The word “learning” typically conjures up images of classrooms, curricular materials, and teachers. Similarly, the word “literacy” may bring to mind images of alphabets, books, and traditional composing technologies such as pencils, typewriters, word processors, etc.

However, like many other scholars of literacy, composition, rhetoric, and learning, I contend that more often than we realize, learning happens in weird places. We are always learning, and in a world that is increasingly connected through networked composing environments, the learning that happens outside of the classroom is increasingly challenging to perceive, measure, and track as it moves across contexts.

In my dissertation, “That’s Just a Different Brain”: Feminist College Students’ Writing Knowledge Transfer Across Academic and Social Media Domains, written under the direction of Anne Ruggles Gere and Melanie Yergeau, I explore how feminist college students at a Midwestern research university engage with writing in (and across) academic and social media contexts. Following the tradition of learning transfer research in composition studies and education, I consider how these students make decisions about integrating (or, in many cases, not integrating) learning from one context while facing rhetorical or literate challenges in another context.

Contrary to prior research, my two sets of findings suggest that students do transfer writing knowledge between these domains, and that they do so in both directions.
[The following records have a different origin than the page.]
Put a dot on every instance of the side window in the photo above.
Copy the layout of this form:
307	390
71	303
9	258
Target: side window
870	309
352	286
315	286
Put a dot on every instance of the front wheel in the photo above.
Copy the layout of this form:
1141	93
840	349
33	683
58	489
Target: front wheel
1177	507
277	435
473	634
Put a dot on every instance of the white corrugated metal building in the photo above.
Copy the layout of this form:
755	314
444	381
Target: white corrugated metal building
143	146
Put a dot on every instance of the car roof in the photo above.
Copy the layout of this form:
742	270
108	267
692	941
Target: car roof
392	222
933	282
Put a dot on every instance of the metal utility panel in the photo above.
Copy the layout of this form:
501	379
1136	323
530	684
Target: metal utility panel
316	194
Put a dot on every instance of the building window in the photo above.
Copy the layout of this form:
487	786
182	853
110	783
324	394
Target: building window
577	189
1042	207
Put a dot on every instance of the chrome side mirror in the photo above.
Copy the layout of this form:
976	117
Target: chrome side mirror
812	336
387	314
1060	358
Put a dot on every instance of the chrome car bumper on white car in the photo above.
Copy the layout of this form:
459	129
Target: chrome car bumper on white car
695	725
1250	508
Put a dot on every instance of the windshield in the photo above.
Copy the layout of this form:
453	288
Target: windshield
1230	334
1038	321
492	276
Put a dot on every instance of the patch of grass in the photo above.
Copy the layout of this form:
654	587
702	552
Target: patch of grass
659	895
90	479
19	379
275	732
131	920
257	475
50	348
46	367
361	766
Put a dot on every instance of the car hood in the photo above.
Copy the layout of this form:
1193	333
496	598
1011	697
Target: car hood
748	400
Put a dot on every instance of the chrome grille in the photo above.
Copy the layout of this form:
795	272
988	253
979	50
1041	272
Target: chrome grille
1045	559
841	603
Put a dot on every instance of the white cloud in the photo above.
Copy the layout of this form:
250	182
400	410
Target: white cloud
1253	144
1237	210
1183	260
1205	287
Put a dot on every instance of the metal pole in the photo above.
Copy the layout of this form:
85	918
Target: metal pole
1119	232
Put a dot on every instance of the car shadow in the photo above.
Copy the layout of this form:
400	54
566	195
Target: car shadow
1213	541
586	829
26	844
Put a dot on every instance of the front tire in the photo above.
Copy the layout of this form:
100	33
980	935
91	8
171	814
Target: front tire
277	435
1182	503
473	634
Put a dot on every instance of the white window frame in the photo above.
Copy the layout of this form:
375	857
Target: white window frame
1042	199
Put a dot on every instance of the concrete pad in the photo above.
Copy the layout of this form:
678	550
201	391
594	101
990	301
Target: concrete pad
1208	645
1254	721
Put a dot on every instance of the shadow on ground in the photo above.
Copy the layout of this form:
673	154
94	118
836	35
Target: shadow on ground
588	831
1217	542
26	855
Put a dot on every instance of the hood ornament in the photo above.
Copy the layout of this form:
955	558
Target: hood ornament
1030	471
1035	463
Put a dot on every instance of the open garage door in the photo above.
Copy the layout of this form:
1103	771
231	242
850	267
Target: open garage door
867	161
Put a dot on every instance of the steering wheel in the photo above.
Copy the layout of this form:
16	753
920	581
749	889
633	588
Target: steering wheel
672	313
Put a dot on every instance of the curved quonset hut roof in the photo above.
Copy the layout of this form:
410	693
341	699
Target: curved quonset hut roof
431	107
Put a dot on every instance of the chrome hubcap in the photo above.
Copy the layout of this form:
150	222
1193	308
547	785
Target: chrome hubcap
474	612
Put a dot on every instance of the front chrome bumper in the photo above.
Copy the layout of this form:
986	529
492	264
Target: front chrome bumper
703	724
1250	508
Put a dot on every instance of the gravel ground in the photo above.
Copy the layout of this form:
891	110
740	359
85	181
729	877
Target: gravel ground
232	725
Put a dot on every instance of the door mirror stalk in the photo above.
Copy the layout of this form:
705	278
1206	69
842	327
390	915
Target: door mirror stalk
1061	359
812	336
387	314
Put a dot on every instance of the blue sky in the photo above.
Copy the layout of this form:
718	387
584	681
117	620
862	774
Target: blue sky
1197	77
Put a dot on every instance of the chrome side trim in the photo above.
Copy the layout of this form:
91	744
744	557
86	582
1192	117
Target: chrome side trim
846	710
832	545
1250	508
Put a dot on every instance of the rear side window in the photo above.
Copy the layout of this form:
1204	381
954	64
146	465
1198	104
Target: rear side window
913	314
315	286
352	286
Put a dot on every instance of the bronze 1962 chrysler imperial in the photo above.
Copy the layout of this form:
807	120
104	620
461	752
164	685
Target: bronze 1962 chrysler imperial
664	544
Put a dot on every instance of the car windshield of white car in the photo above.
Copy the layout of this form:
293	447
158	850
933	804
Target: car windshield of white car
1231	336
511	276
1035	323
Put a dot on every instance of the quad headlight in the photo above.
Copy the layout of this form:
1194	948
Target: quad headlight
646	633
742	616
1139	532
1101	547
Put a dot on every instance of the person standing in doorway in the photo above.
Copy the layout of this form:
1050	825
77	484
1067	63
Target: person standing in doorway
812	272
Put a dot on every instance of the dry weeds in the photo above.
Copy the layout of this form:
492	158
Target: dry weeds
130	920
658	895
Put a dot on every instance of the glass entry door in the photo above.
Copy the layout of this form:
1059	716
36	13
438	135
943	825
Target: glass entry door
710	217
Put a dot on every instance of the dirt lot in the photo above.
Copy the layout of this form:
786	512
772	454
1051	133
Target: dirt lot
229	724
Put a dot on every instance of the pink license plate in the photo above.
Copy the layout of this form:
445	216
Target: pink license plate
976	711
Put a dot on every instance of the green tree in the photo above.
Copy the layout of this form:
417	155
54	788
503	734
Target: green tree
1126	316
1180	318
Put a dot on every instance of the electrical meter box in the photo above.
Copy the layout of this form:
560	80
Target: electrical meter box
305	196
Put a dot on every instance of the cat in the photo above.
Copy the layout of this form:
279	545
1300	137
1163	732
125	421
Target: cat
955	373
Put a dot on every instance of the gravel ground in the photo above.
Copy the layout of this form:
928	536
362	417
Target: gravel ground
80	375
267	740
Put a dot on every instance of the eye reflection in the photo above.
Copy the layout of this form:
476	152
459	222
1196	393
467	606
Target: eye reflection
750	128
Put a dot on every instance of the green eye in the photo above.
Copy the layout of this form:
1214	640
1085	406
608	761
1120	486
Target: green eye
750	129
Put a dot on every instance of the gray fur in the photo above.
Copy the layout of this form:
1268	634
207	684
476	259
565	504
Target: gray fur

First, I found that participants transfer knowledge from academic contexts to social media, but that their ability to do so is largely dependent on readily discernible similarities between contexts. For example, study participants would leverage academic genre knowledge when composing longer online genres such as blog posts, but not when composing shorter genres such as Tweets. This reveals that formal writing instruction does cultivate transferable knowledge that prepares students to write for publics beyond our classroom, and it highlights areas where we might more effectively prime students to perceive potential connections across domains as a means of fostering widely applicable rhetorical agility.

Second, I found that participants cultivated specialized content knowledge about intersectional feminism through their online reading practices, which they would subsequently leverage as a strategy for approaching open-ended writing assignments in unfamiliar disciplines. This research provides insights that may enable writing instructors to 1) recognize students’ prior knowledge and the transfer in which they are likely already engaging, and 2) encourage instances of transfer that are less likely to naturally occur. As a result, it has direct implications for not only the study of digital literacies, but also for other areas concerned with students’ efforts to write in new contexts, such as WAC/WID and professional writing.